Although Sebastian doubted it, he supposed it possible that Charles, Lord Jarvis, had dangled the necklace before Sebastian simply to entice him into the investigation. Yet even if that were so, it still begged the question: how had a necklace that should have been at the bottom of the English Channel suddenly reappeared?

The explanation suggested by Hendon, that the necklace had been sold by some peasant who’d found the Countess’s body washed up on a distant beach, remained plausible. But Sebastian could not avoid confronting the more likely explanation, that Sophie Hendon had not died in that long-ago boating accident, but had simply sailed away, leaving a husband, a married daughter, and an eleven-year-old son to mourn her.

Sebastian stared off across a mist-filled meadow to the line of elms that could be seen edging a stream in the distance. Even as a child, he had nourished few illusions about his parents’ marriage. It was the way of their world, husbands busy with Parliament and their clubs while their wives were left to amuse themselves with other things. In Sebastian’s memories, Sophie Hendon was a golden presence, her touch soft and loving, her gay laughter still echoing to him down through the years. Yet his school days had been punctuated with fisticuffs, fought to defend his mother’s honor. For in a society where infidelity was commonplace, the Countess of Hendon had been known to be particularly promiscuous.

A crow rose from a nearby field, its voice raucous, its wings dark against the cloudy sky. Sebastian paused, then turned his steps toward the New Road. He had never thought of his mother as unhappy, yet he realized now, looking back, that it might well have been unhappiness that drove her restlessness, that brought that brittle edge to her smile. Had she been unhappy enough to simply sail away and leave them all? To leave him?
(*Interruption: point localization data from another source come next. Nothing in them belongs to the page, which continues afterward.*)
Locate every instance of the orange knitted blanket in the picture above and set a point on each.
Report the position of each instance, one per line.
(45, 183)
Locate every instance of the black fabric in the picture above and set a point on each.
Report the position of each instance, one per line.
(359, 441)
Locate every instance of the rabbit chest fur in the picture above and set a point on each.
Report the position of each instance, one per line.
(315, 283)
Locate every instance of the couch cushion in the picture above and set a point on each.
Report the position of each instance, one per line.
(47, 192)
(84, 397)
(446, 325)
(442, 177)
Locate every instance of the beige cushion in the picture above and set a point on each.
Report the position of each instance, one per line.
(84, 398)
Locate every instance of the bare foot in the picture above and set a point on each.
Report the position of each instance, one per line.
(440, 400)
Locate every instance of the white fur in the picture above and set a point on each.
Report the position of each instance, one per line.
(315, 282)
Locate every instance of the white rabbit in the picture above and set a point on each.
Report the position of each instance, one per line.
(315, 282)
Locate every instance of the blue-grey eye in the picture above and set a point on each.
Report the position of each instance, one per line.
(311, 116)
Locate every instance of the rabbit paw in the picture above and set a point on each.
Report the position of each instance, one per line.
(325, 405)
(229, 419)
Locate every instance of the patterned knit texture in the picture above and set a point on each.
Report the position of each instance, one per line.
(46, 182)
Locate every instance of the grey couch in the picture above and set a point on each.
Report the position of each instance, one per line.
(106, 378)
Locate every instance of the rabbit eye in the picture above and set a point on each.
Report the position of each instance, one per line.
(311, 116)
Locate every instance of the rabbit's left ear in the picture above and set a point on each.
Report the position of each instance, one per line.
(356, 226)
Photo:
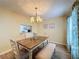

He remembered the aching loss of that summer. He hadn’t believed it when they’d told him of the tragic end to the Countess’s pleasure outing. He thought about the endless hot hours he’d spent on the cliffs overlooking the sea. Day after day he had stood there, his eyes dry and hurting as he determinedly scanned the sunsparkled horizon for sails that would never come. He thought about the possibility that it had all been a lie, and he knew a surge of bitter rage and a deep, abiding hurt.

Chapter 32

Of the four children born to the Earl of Hendon and his Countess, Sophia, only two still lived: Hendon’s youngest and only surviving son and heir, Sebastian, and the couple’s eldest child and only daughter, Amanda.

By the time Sebastian was born, Amanda had already been in her twelfth year. In the memories of his childhood she was a distant, sullen presence, disapproving and vaguely hostile. She had grown into a tall, haughty woman, fiercely proud of her noble lineage and forever embittered by the harsh realities of an ancient tradition that handed everything—titles, estates, wealth—to her youngest, most despised brother.

At the age of eighteen, she had married Martin, Lord Wilcox, a man of staid respectability from a suitably ancient and wealthy family. She was now a widow, left financially comfortable by the terms of her marriage settlement as well as being in full control of her children’s fortunes. But the circumstances of her husband’s death that previous February were cloudy, and served only to deepen the animosity between brother and sister.

He found her that afternoon walking the boxwood-trimmed paths of the iron-railed square before her house. She still wore the heavy black trappings of deep mourning, a state of forced idleness and isolation he knew she must find trying, although she would never show it. She turned at his approach. In her early forties now, Amanda had inherited their mother’s fairness and slim, elegant carriage and combined it with Hendon’s more blunt, heavy facial features. At the sight of Sebastian, her blue St. Cyr eyes narrowed.

“Well. Dear brother. To what do I owe this unexpected…” She paused just long enough to make the word a lie. “Pleasure?”

Sebastian smiled. “Dear Amanda. Walk with me a ways, won’t you?”